Atlas des droits de l’homme
Nous signalons ce très intéressant Atlas des droits de l’homme aux éditions Autrement, dont les thèmes peuvent faire l’objet d’étude en histoire, géographie, en enseignement moral et civique (EMC), mais aussi en cours de spécialité histoire-géographie-géopolitique-science politique (HGGSP) ainsi qu’en option droit et grands enjeux du monde contemporain (DGEMC).
Les collègues, pour illustrer leurs cours, les élèves pour préparer des recherches ou des exposés, l’utiliseront avec le plus grand profit.
Préfacé par l’avocat Henri Leclerc, coordonné par Catherine Wihtol de Wenden, autour d’une équipe pluridisciplinaire d’historiens, géographes, démographes, juristes, médecins (citons entre autres Sylvie Brunel, Pierre Joxe, Isabelle Falque-Pierrotin, Bertrand Badie, Denis Salas, Pierre Tartakowsky, Hamit Bozarslan, Bernard Gainot, Gilles Manceron, Hervé Le Bras, Jacques Toubon …), cet Atlas des droits de l’homme publié par les éditions Autrement, s’avère particulièrement précieux aussi bien en histoire, en géographie, qu’en géopolitique, en Enseignement civique et même en initiation au droit (option DGEMC de terminale générale).

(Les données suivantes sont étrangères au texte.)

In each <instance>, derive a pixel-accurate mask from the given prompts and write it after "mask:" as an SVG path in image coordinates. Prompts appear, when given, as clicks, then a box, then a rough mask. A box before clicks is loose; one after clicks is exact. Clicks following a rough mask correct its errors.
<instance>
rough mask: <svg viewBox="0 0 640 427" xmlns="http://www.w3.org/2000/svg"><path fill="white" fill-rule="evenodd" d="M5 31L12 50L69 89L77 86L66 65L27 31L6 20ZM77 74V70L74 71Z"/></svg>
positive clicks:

La préface de Maître Leclerc, président d’honneur de la Ligue des droits de l’homme rappelle opportunément que deux cent trente ans après la DDHC, soixante-dix ans après la DUDH, les vœux originels (l’avènement d’un monde où « les êtres humains seraient libres de parler et de croire, libérés de la terreur et de la misère ») sont loin d’être accomplis et que la défense, la préservation des droits et libertés est un combat permanent. L’objectif était de procéder à un recensement le plus exhaustif possible et de pouvoir cartographier cet état des lieux avec le prisme de la géographie (différentes échelles) et de l’histoire, car ces droits relèvent d’un processus de luttes, de conquêtes, d’appropriation, d’analyse, de mise en perspective. L’ouvrage, qui se termine par une présentation par Jacques Toubon du rôle du Défenseur des droits, et une bibliographie, s’ordonne en quatre grandes parties : histoire des droits ; progrès et respect des droits individuels et collectifs ; à la conquête de nouveaux droits ; crise des droits, droits en crise. Chaque double page thématique associe un texte, des infographies (frise, histogramme, schémas …) et une cartographie, réalisée par Alexandre Nicolas (revue XXI, 6 mois, Atlas global …).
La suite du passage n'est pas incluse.